There’s nothing as sure in life as death, yet it is one of the hardest things we tussle with. Regardless of what you believe, we all share the inevitability of facing life as we knew it without someone here who had a significant impact in our lives at some point or another.
Since I left the UK eleven years ago I have said silent goodbyes to two uncles, an aunt, an old school friend and, very recently, a great aunt. When my great aunt died it was – perhaps – in a way many of us picture to be an ideal exit. She was in her nineties, at home in bed (the first day in her life she hadn’t got up) and her immediate family all visited and said their goodbyes.

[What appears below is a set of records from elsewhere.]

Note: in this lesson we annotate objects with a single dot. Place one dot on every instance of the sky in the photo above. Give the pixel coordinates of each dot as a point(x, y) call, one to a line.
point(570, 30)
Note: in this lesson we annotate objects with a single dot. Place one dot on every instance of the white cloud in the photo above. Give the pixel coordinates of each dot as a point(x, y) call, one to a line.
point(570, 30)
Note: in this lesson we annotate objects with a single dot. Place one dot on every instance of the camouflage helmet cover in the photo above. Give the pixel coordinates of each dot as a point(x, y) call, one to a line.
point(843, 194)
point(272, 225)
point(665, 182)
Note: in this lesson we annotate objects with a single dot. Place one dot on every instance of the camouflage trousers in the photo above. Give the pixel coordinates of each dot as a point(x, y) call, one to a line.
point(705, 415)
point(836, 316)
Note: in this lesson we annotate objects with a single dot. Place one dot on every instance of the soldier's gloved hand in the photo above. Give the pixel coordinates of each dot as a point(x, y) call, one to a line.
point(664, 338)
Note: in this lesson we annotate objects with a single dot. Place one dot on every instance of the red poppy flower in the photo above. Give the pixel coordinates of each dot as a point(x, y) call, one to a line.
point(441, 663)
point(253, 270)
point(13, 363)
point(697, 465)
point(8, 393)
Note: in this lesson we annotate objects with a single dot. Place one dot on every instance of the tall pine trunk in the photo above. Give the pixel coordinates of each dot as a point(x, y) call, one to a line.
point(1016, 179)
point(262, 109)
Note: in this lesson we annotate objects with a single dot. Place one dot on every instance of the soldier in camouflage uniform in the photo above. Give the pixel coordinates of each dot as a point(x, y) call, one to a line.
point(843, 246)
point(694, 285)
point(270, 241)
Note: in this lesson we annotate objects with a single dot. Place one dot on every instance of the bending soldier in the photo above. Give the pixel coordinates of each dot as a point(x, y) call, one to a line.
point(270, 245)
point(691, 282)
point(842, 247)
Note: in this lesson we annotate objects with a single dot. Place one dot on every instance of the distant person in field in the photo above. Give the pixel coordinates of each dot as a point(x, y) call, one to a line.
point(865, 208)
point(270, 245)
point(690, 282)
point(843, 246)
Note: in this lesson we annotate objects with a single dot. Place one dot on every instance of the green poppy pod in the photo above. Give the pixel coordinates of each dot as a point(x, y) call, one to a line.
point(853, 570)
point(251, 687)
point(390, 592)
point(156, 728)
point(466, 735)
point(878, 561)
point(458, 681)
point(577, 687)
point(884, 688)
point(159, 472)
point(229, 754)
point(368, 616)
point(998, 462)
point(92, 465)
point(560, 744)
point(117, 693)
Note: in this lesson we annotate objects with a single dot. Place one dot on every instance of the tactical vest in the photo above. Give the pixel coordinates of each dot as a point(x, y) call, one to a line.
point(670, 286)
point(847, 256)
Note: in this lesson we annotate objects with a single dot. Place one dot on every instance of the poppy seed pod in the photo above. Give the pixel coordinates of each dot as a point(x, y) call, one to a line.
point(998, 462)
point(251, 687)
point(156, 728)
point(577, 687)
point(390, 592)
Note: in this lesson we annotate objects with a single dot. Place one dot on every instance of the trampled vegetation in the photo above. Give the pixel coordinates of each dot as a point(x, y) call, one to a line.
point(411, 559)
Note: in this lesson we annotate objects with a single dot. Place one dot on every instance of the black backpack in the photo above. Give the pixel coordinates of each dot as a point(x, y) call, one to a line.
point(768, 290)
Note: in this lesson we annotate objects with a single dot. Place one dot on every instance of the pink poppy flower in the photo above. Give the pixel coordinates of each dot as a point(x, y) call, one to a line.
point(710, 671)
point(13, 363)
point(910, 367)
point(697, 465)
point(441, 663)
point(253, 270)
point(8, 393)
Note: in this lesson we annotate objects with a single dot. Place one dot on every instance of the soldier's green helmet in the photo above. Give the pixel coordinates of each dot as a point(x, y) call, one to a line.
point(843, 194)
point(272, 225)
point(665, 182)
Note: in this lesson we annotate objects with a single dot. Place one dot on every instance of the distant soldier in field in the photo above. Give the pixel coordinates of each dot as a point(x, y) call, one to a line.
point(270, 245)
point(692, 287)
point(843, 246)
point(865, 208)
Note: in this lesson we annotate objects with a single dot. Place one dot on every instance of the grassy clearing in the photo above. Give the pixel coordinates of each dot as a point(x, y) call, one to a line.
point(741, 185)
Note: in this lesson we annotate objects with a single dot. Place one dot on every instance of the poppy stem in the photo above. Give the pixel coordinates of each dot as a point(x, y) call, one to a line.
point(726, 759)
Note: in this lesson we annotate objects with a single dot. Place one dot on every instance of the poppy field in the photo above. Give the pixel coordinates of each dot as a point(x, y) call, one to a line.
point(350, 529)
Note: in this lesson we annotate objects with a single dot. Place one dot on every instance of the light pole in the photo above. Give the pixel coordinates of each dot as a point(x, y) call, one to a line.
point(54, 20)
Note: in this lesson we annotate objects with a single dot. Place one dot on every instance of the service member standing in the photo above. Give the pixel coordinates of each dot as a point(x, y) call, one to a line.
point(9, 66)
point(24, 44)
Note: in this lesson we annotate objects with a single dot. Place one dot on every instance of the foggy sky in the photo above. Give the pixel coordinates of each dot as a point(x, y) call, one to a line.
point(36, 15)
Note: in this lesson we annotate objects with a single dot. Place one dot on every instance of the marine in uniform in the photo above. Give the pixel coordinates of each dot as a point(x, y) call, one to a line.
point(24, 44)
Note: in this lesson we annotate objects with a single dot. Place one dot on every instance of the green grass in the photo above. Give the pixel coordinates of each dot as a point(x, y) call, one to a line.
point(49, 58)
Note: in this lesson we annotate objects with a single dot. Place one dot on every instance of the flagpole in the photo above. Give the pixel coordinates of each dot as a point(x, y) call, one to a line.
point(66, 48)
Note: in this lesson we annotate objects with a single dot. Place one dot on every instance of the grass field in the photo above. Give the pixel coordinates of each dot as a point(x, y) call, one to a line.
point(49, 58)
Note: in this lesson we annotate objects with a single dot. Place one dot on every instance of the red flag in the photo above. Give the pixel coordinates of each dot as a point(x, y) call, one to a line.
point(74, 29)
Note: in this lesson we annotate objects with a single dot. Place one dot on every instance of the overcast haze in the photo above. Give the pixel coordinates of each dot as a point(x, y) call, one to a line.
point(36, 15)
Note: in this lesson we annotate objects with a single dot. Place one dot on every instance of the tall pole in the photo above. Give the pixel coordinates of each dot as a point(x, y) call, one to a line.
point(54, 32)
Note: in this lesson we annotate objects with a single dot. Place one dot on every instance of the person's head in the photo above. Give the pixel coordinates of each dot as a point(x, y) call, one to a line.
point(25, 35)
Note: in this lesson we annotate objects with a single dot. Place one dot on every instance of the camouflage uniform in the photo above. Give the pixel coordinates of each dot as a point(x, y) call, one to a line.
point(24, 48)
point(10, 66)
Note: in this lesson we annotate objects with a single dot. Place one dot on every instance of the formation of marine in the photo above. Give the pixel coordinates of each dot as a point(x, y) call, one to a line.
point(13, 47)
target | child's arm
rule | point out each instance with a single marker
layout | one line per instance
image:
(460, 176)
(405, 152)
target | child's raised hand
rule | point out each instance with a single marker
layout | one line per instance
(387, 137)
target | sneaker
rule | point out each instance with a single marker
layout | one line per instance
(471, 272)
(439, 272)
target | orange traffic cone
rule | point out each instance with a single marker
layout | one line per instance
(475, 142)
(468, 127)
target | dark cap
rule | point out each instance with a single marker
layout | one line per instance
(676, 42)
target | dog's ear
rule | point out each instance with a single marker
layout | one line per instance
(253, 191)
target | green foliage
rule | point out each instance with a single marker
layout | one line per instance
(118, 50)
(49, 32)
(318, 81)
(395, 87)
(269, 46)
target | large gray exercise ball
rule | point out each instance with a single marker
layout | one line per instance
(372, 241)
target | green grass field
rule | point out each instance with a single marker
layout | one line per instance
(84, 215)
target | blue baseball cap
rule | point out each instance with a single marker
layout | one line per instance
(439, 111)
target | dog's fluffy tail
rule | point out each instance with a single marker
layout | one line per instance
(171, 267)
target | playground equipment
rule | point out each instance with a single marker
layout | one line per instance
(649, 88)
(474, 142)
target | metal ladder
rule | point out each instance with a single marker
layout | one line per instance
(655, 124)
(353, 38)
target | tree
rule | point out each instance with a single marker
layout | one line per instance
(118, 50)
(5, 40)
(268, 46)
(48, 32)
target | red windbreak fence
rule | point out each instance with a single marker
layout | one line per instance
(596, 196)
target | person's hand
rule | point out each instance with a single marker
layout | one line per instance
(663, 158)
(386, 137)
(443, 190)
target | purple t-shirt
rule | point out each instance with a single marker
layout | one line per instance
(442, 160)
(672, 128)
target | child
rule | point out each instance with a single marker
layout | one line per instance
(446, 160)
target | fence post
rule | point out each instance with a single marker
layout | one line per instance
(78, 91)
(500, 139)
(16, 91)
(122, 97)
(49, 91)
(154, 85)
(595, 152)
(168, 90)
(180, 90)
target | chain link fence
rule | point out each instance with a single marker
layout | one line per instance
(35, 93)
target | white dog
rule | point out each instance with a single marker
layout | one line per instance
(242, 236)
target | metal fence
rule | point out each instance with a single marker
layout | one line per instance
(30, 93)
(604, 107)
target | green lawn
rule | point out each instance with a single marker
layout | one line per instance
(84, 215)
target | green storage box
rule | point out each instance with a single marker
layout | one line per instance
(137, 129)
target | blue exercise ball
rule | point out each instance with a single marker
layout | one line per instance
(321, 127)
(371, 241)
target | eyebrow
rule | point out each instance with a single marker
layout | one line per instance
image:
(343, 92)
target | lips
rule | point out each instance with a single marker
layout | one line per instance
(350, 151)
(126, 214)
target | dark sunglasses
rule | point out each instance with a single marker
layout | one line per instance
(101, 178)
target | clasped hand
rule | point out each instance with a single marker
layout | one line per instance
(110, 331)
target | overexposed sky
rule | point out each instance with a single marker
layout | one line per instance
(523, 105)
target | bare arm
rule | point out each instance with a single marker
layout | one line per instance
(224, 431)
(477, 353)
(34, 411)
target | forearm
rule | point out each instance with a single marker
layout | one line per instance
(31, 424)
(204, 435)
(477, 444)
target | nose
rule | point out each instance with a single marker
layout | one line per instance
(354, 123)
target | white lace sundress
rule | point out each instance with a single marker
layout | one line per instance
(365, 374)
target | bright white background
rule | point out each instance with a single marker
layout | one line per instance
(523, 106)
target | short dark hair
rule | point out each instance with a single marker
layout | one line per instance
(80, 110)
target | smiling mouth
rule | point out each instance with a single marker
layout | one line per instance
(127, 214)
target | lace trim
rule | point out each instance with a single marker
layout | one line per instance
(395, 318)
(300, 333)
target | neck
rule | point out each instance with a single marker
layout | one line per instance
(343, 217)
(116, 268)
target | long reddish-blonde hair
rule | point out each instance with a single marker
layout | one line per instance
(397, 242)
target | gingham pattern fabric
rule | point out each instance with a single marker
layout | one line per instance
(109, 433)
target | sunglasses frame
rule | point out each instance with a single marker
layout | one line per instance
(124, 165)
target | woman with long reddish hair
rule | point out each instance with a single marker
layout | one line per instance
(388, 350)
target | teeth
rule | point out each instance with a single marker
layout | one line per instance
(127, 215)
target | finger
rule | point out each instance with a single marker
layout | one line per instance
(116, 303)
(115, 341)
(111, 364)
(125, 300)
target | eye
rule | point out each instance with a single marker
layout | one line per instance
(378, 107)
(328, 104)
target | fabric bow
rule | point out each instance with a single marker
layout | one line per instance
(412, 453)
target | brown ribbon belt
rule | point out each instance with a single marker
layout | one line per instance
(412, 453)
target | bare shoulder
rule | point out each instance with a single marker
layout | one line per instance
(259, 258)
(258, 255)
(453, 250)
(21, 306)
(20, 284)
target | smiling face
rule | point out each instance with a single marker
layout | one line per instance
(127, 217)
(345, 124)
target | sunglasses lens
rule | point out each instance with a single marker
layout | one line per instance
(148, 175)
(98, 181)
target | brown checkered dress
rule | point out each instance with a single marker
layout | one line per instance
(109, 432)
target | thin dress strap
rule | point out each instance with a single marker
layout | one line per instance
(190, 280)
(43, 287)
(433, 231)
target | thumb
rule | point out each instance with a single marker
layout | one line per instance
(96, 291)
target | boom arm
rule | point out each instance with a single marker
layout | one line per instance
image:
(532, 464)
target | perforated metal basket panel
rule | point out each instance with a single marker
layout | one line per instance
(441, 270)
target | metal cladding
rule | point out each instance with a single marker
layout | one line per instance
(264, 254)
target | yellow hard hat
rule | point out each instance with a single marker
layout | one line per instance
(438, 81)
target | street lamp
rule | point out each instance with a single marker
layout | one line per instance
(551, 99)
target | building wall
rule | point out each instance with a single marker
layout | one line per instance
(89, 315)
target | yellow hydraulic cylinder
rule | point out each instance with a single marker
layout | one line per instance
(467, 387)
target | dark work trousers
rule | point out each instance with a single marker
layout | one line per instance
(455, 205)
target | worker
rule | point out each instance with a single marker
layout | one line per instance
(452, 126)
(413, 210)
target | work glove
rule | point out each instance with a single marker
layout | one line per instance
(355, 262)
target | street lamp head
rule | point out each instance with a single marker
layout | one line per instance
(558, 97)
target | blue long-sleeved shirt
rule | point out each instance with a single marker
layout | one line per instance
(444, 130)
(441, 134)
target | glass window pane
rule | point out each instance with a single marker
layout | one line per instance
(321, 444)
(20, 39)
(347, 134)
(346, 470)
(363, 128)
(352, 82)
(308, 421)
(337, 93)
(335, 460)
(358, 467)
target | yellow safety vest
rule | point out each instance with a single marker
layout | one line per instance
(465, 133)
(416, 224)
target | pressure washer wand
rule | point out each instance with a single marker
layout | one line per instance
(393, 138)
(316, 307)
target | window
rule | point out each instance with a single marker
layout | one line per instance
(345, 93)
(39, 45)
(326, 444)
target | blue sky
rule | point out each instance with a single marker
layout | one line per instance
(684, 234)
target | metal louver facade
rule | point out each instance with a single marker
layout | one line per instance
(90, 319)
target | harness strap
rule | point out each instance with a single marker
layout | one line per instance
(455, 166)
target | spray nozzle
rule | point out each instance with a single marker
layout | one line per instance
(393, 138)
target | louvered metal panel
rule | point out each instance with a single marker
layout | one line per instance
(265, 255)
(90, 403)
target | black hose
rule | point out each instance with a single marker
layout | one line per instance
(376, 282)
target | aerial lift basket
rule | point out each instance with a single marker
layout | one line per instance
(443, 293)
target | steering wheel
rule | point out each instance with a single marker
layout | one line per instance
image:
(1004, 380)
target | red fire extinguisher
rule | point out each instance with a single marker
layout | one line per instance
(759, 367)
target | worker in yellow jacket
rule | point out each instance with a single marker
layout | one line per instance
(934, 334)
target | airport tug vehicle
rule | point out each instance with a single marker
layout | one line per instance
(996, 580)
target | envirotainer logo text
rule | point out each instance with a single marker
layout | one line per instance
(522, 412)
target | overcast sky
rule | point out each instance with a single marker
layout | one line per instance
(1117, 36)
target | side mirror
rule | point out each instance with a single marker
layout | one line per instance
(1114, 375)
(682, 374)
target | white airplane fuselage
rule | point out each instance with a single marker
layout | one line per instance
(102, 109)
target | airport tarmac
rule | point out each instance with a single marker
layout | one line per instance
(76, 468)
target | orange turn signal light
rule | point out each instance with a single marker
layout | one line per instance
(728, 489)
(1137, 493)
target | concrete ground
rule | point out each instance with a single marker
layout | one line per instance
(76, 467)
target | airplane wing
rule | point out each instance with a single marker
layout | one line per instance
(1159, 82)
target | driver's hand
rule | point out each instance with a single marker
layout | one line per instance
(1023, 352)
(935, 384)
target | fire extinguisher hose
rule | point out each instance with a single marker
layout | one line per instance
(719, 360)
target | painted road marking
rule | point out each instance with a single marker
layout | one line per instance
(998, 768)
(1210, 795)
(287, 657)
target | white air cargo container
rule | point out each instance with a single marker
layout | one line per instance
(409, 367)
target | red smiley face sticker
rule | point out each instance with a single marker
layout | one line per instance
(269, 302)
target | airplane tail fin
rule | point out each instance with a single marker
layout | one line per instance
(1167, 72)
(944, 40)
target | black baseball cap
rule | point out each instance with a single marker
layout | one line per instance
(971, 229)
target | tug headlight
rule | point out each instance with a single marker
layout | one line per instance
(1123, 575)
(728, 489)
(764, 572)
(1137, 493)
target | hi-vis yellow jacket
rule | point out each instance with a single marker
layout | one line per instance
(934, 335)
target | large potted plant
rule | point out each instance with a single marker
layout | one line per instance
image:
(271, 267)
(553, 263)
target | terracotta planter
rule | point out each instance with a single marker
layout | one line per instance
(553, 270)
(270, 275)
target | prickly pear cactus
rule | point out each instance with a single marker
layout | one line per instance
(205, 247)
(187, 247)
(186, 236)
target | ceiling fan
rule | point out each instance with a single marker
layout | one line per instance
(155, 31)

When I sent my condolences to her son, I reflected on how bittersweet it must be to, on one hand, have the opportunity to say farewell, yet on the other to know it’s a final goodbye. The words I read long ago in a Sara Donati book about a fictional character, who had led a long and satisfying life came to mind. She had written a letter to her family conveying she was not in the least bit afraid of death, in fact she welcomed it in the way that one welcomes a good night’s sleep after a long day of hard work.
But what about all the myriad of other scenarios? Our exit from the world comes in so many guises, and for most it is not a conscious choosing. If there is a period of knowing beforehand, it provides for the possibility of reconnecting with the wellbeing that is surely there. That requires becoming consciously aware of all that is locked within.
When you are aware of this you can help yourself and others who are open to a journey of self discovery, one etched upon your physical bodies like a map to your emotional past. If you do not believe this will help, or are beyond caring, then it is of little value.
Regardless, there always comes a time when we are done. Each exit is personal and each person makes a choice. There is no right or wrong in our choices, at some point we all surrender to going. And, as I have said, few are consciously aware that they are the ones in the driving seat.
For my great aunt, I knew before xmas the time we had with her here was running out; she’d had a fall and it had thwarted her trademark independent style. While I jokingly cajoled her in her greetings card that I fully expected her to still be up and running by the time I eventually made it back to the UK for a visit, I knew there was little hope of that. Her time here was done and while I honour that, I will of course miss her.
That is the long and short of it, it’s about how those of us left behind cope with that absence. From a pragmatic viewpoint, the more someone is in our day to day lives, the bigger the adjustment. But more than anything, it’s an emotional adjustment.
From my standpoint, knowing no one is ever truly gone, and their positive attention and love is fixed upon us for the rest of our days, it’s still simply not the same as having them here in physical form. Even if the person had a significantly bad impact on our lives, people report their passing is neither as satisfying nor liberating as they had hoped. It’s a personal emotional journey of forgiveness.
Eventually the “it’s not fair” feeling has to be released, or it will eat you up; literally. That is the irony for me, so few would disagree with the ups and downs of the grief cycle, yet see themselves as otherwise unattached or unaffected by their emotions from a physical standpoint.
“Life does go on” was the thought that entered my head today as I drove past a street sign bathed in sunlight. The sun comes up, one day at a time, into a world in which your loved one (or otherwise) no longer exists. Whatever that person was to you, good or bad, needs honoured so that you are not enslaved to the memory of the emotions.
You are still here, you are still breathing as the sun rises and sets, and so you still have choices about your life and the way you want to lead it. There is no hurry, saying goodbye is a process, a letting go that can be worse one day and better the next, before being horrible the day after. Denial is futile. Eventually – if you let it - pain fades, it comes to a quiet centre of stillness.
Beyond that, more happy memories dominate. They give resonance to the hope of today, which is always that today will be a better day, a good day. You are here to have a good time, but it’s all relative, good can never feel so good when you have never known bad.
Saying goodbye to someone means saying goodbye to a version of you that can no longer exist in the world, it creates space and allows for a different version to emerge. It’s your choice who that is, and you will only live your best life through a process of saying yes to more good times.